1. Forget the book. I’ve read the book and the movie only has a passing acquaintance with it. Yes, they have the same general items, family staying in a secluded hotel and whatnot, but the point is completely different. Stephen King has a true horror masterpiece in his book, where the hotel is a malevolent force that is a character in itself. In the movie, the hotel is a place where dark things happen, but I didn’t get the sense that the hotel is meant to have an active consciousness. In fact, the hotel seems to bring out the craziness in Jack’s character, but Jack is the one with the problems–he makes a series of terrible choices which results in him going completely crazy. This is the major difference–in the book once the family is stuck in the hotel, they really have no choices whatsoever.
2. Watch out for overanalysis. Because this is a Kubrick film, there is w-a-a-a-y more posted about The Shining than virtually any other horror movie. You can find discussions about the outfits people wear, the books that Shelley Duvall was reading, the lighting, the production drama, everything. Honestly, if you put all this aside, the story is pretty self explanatory, with a couple of crooked parts, but really it’s about Jack completely losing control–everybody else reacts to him. Why Jack is in the picture in the end is the only mystery, but even that fits as this is a place where events of the past replay themselves, like movies from time to time.
3. I like that Jack’s son acts age appropriate (in King’s book Jack’s son is like a genius child who thinks things that no child would ever normally think). I also like that the events of the past make no real sense to anybody who sees them–they’re snippets detached from their stories, and essentially make no sense in and of themselves. This is why the personality of those who witness them is key–if Jack was sane to begin with, he would have never gone off the deep end–he probably could have resisted.
4. In the movie, the hotel mirrors what’s going on in Jack’s head.

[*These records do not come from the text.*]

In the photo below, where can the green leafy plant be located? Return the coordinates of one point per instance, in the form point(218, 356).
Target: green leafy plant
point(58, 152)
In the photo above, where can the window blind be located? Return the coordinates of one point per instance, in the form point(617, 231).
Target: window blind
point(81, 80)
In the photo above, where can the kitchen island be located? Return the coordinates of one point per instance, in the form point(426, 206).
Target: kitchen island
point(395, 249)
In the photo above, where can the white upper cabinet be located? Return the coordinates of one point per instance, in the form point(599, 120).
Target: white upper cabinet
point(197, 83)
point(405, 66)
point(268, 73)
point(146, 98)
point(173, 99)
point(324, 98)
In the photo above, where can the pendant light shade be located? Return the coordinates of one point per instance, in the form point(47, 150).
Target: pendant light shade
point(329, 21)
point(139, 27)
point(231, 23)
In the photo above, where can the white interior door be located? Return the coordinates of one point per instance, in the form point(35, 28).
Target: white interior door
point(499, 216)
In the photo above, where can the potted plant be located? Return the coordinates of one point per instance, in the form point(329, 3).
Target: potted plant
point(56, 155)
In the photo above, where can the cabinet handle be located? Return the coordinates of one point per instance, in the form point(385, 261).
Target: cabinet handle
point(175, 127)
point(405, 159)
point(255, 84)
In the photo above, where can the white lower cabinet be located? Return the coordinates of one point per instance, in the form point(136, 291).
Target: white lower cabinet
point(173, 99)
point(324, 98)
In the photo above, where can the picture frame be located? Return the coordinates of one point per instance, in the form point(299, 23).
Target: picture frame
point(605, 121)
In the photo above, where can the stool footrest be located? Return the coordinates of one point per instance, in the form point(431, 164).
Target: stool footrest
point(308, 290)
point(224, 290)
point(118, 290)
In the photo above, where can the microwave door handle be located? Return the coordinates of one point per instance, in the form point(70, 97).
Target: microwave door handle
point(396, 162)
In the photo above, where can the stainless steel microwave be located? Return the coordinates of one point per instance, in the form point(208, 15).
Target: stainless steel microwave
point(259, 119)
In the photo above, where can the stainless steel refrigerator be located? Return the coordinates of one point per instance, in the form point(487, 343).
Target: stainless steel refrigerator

As his sanity deteriorates the hotel becomes more alive. In fact if the hotel could be said to have any aim at all it would be to bring the past back (the picture at the end indicates there’s a place where the past continues indefinitely vs. the “now” in the film.) Jack is meant to go to that place, perhaps to return there, while the other characters are clearly secondary to this aim. The big thing about the end is that the hotel gets what it wants–Jack all by himself and the rest of his family out of the way.